Uszkodzenie uszkodzeniem, ale hypervisor też musisz aktualizować. Wtedy musisz wszystkie maszyny wyłączyć, jak nie masz HA. Bez tego rozwiązania VM nie jest w stanie działać w trybie ciągłym. Aczkolwiek to takie HA tak naprawdę nie pozwala na utrzymanie usługi 24/7. Do tego trzeba mieć odpowiednio zaprojektowaną aplikację.
HA nie chroni przed ransomware. HA nie jest alternatywą dla backupu.
Po pierwsze nie używam zabawek typu supermicro, ale nawet to pomijam - patrzyłeś ostatnio na ceny licencji vSAN?
Nie prawda. Mylisz migrację z HA.
HA nie służy do tego HA zwiększa dostępność usług, ale nie działa proaktywnie.
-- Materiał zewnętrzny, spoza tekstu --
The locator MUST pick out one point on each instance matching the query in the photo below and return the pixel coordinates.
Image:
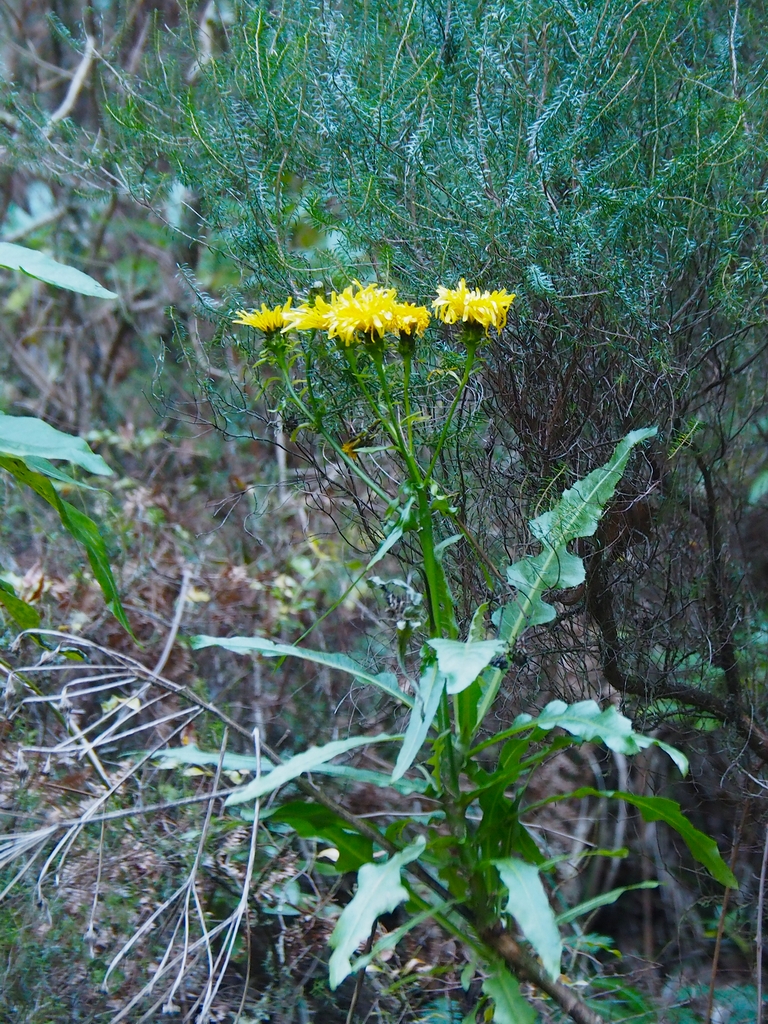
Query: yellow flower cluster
(368, 312)
(268, 321)
(465, 305)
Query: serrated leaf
(42, 267)
(586, 720)
(461, 663)
(604, 899)
(315, 821)
(80, 526)
(25, 436)
(529, 906)
(189, 754)
(297, 765)
(379, 891)
(390, 940)
(576, 514)
(702, 848)
(431, 686)
(509, 1005)
(386, 681)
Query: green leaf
(604, 899)
(576, 514)
(702, 849)
(48, 469)
(190, 755)
(80, 526)
(297, 765)
(25, 436)
(461, 663)
(509, 1005)
(529, 906)
(42, 267)
(585, 720)
(390, 940)
(428, 694)
(314, 821)
(379, 891)
(24, 614)
(268, 648)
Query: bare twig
(76, 85)
(721, 922)
(759, 935)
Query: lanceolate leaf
(80, 526)
(379, 891)
(529, 906)
(268, 648)
(431, 685)
(604, 899)
(25, 436)
(305, 762)
(509, 1005)
(190, 755)
(314, 821)
(586, 720)
(577, 514)
(702, 849)
(461, 663)
(38, 265)
(25, 615)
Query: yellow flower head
(471, 306)
(371, 311)
(359, 311)
(305, 317)
(268, 321)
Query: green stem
(353, 466)
(471, 347)
(407, 360)
(413, 467)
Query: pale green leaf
(390, 940)
(529, 906)
(79, 525)
(25, 436)
(174, 756)
(585, 720)
(702, 848)
(42, 267)
(604, 899)
(576, 514)
(297, 765)
(268, 648)
(379, 891)
(461, 663)
(431, 686)
(509, 1005)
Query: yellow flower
(305, 317)
(472, 306)
(359, 311)
(268, 321)
(371, 311)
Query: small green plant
(28, 444)
(472, 865)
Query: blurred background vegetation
(606, 162)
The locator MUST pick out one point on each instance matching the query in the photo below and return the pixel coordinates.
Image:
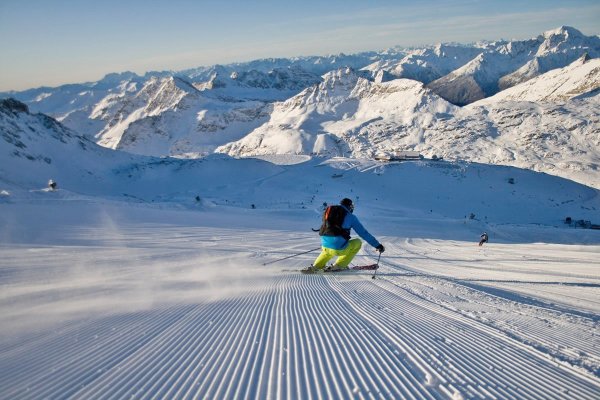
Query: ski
(370, 267)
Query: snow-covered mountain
(504, 64)
(352, 116)
(359, 105)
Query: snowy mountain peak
(13, 106)
(563, 33)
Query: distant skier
(483, 238)
(336, 241)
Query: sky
(53, 42)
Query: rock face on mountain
(42, 148)
(505, 64)
(357, 105)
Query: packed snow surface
(141, 290)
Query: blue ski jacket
(350, 222)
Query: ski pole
(293, 255)
(375, 273)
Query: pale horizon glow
(70, 41)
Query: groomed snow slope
(137, 290)
(120, 301)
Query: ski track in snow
(223, 326)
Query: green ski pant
(345, 255)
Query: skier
(336, 241)
(483, 238)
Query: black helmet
(346, 202)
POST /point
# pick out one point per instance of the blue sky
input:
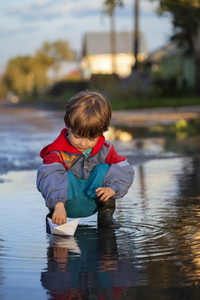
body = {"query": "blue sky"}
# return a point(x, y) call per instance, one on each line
point(26, 24)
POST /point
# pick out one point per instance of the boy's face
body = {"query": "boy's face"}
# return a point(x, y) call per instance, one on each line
point(81, 143)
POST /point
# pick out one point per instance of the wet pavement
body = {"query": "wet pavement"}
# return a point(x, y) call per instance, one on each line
point(154, 255)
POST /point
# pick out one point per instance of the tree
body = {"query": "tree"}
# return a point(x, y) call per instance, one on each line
point(109, 8)
point(186, 21)
point(28, 74)
point(25, 74)
point(57, 51)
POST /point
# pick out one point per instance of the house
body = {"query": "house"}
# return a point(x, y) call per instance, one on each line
point(98, 59)
point(174, 62)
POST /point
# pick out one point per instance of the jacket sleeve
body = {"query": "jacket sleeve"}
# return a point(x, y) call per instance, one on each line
point(120, 174)
point(52, 182)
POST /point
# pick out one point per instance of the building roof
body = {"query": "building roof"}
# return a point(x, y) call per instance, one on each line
point(170, 49)
point(99, 43)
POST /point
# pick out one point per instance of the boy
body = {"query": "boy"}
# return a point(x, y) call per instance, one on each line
point(81, 172)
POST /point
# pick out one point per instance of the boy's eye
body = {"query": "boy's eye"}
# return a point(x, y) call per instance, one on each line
point(76, 135)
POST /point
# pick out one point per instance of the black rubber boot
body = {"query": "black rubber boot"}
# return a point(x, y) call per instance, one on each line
point(105, 214)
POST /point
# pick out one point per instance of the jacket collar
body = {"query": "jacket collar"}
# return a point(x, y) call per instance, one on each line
point(62, 144)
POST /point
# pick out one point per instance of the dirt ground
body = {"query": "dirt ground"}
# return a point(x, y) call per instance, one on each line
point(9, 114)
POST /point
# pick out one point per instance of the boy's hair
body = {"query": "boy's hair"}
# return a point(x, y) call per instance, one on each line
point(88, 114)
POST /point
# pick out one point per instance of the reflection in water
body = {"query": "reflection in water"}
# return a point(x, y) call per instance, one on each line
point(94, 272)
point(155, 255)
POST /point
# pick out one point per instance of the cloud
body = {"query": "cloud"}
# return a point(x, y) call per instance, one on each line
point(51, 10)
point(11, 30)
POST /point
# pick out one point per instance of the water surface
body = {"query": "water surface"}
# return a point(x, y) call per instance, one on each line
point(154, 255)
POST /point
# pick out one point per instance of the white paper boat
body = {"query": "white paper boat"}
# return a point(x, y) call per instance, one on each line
point(65, 229)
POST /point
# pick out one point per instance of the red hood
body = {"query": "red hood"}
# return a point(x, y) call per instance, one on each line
point(62, 144)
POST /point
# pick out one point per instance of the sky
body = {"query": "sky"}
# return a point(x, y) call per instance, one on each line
point(26, 24)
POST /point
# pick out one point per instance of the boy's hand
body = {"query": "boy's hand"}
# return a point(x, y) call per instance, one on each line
point(59, 216)
point(104, 193)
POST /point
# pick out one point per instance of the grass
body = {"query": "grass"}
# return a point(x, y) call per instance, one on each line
point(117, 102)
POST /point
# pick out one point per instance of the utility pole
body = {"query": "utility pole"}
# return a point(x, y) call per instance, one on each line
point(136, 33)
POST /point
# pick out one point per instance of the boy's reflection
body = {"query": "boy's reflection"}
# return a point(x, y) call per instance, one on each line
point(86, 265)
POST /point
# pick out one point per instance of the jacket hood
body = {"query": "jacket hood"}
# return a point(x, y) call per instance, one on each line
point(62, 144)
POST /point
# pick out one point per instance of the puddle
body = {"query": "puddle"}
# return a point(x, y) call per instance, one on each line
point(154, 255)
point(157, 250)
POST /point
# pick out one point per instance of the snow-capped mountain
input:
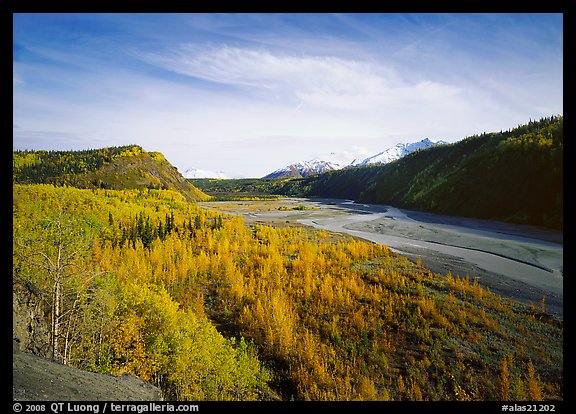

HA służy do restartu hosta na innej maszynie w razie padnięcia maszyny.
Jak dla mnie live migration w ramach klastra jest częścią funkcjonalności HA klastra. Więc nam się tu definicja HA rozjeżdża.
Mówiłem, że myślisz o innym rozwiązaniu. Ty zapewne o VMWare, a ja o np. Hyper-V z StarWind, gdzie licencje jest darmowa dla takiego wdrożenia.
vSAN to nazwa technologii VMware… Niby mała literka, ale VSAN a vSAN to spora różnica.
W pracy nie używam raczej zabawek, a z mojego punktu widzenia rozwiązanie dla SMB to zabawka. Stąd nie używam StarWind. Jeśli piszemy o Hyper-V, to S2D.
Nie interesuje mnie, czym dla Ciebie jest HA. Interesuje mnie, czym dla rynku serwerowego jest HA.